Question 2. We indeed use definitions and units in which $f(T_2,T_1)=T_1/T_2$ but this simple form is only possible because we have adopted an independent, more accurate definition of the temperature scale (e.g. Kelvin scale), using thermal energy of water between its phase transitions or using the volume of some gas at a fixed pressure.
However, a priori, such a definition doesn't exist in thermodynamics so the very variable $T$ isn't really well-defined. It is only well-defined up to an arbitrary monotonic reparameterization of the scale, $T\to F(T)$. Any reparameterization like that leads to a notion of the thermodynamic temperature that may uniquely identify different heat baths. That's why the sentence "apparently Kelvin just took $\phi(T)=T$" is nonsensical. The right sentence of this kind is that "to simplify things, we are able to define a temperature scale for which $\phi(T)=T$". But note that it's only the ratio of the temperatures that enters the formula for the efficiency, so the overall normalization of $T$ would still remain ambiguous by this definition based on efficiency only.
Question 3. Yes, we are using Carnot's engine as a way to define the temperature, but as I said, that isn't enough to fully fix the scale including the normalization.

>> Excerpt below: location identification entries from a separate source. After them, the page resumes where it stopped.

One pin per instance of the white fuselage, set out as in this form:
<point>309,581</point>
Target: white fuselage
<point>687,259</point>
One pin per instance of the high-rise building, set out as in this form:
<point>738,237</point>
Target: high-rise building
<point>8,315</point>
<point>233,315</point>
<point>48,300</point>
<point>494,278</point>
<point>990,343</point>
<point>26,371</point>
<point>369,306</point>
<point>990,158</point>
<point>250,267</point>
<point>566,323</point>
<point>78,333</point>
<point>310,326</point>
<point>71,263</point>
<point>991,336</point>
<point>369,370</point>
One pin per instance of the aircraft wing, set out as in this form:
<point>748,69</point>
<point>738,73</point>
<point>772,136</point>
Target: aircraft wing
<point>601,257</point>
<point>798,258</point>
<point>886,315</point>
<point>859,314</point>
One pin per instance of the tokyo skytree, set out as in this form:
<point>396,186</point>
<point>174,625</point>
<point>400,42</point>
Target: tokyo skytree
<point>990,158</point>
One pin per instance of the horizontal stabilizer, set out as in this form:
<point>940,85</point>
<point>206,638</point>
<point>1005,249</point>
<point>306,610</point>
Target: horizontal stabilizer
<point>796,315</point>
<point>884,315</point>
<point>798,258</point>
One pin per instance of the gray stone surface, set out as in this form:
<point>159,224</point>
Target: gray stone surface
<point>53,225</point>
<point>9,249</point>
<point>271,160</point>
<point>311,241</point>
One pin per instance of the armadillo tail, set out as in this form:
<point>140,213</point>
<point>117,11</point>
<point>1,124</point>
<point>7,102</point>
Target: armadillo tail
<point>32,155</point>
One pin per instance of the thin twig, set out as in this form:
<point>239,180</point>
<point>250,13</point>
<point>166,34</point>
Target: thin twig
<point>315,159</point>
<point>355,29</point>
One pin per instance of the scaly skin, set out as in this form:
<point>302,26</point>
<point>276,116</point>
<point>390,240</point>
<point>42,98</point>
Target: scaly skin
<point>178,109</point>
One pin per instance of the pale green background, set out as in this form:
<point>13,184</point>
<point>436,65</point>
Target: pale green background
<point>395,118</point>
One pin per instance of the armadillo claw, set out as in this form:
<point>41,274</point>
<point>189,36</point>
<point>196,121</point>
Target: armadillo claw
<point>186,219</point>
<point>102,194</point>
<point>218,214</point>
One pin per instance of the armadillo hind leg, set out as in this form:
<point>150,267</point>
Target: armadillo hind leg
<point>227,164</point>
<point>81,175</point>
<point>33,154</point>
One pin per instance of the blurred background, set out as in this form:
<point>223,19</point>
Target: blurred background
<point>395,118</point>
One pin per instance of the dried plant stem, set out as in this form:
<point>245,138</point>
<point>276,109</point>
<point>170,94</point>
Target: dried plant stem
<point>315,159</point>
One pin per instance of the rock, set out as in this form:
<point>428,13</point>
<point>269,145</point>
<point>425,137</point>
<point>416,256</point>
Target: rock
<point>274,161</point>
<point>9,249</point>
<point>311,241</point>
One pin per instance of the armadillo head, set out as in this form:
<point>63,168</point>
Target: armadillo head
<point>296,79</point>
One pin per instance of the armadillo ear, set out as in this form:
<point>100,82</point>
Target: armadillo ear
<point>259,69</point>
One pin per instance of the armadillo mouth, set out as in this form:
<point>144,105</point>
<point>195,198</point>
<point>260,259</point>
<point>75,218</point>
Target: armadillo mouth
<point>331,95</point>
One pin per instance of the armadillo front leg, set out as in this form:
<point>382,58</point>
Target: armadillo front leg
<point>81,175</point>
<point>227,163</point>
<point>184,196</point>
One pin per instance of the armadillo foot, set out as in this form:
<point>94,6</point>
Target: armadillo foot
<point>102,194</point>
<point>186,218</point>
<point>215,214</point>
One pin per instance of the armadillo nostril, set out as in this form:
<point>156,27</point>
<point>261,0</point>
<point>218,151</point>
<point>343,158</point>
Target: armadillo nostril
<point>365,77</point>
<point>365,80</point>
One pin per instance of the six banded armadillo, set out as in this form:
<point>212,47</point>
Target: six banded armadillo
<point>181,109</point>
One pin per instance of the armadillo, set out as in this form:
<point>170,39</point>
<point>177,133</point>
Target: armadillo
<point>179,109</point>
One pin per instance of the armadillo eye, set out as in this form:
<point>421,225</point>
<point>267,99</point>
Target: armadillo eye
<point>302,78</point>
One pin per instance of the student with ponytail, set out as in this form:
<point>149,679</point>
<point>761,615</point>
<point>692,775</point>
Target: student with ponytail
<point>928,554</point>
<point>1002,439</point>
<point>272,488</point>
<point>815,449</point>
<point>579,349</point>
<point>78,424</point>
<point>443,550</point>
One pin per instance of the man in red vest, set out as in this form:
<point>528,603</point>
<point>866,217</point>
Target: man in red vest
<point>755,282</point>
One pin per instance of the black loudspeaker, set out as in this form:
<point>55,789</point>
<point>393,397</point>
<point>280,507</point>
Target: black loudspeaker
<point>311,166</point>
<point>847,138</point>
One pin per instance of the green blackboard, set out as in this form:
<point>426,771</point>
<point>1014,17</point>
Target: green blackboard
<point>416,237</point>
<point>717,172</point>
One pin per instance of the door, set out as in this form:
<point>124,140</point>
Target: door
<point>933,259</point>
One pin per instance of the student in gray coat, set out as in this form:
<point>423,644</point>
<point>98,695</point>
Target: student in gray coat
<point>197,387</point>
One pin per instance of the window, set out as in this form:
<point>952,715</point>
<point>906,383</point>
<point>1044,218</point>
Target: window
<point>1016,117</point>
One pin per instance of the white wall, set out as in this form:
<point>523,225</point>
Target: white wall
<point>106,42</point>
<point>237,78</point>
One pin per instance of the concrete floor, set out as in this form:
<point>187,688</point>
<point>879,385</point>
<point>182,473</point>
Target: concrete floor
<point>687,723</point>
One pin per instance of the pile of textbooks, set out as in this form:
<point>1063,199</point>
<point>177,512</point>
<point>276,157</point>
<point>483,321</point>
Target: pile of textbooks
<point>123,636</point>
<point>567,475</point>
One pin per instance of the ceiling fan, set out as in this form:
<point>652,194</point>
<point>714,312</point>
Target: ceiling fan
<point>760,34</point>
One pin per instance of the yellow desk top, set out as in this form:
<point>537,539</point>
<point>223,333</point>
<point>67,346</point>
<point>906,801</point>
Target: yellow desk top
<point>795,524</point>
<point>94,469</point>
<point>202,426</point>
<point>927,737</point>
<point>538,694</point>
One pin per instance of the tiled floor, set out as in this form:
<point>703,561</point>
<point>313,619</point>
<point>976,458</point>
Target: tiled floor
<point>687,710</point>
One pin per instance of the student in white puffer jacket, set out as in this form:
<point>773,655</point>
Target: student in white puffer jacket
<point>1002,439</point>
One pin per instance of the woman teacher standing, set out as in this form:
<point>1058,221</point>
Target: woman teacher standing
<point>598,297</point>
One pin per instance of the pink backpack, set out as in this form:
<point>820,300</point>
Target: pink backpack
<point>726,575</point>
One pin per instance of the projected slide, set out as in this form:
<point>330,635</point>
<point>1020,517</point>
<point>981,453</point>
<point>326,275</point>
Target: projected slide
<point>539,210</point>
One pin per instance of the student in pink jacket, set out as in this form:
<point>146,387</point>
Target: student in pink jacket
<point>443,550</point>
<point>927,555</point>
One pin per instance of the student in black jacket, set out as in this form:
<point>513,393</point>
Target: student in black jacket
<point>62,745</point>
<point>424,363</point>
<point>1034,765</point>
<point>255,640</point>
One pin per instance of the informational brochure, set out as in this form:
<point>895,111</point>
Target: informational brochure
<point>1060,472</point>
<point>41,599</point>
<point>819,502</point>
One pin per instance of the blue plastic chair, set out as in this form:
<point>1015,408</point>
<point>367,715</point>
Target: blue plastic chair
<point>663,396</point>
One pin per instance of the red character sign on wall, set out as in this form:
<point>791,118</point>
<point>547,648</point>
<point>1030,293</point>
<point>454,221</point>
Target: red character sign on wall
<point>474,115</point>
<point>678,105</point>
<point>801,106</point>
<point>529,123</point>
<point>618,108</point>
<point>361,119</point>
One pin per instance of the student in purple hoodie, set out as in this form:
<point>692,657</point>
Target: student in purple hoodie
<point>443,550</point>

Question 4. It seems to be still the same question. If one decides what is the temperature of a particular medium, like a body of water, ice, and vapor at the triple point, it still doesn't imply the values of the temperature for "differently warm" heat baths. A reparameterization is always possible.
The absolute zero plays a special role and even general thermodynamical considerations imply that it's the limiting "low" temperature. So temperature scales, like the kelvin scale, that happen to quantify the absolute zero as $T=0$ are more natural than others. But there are also other scales, like the Celsius scale, that don't have this property.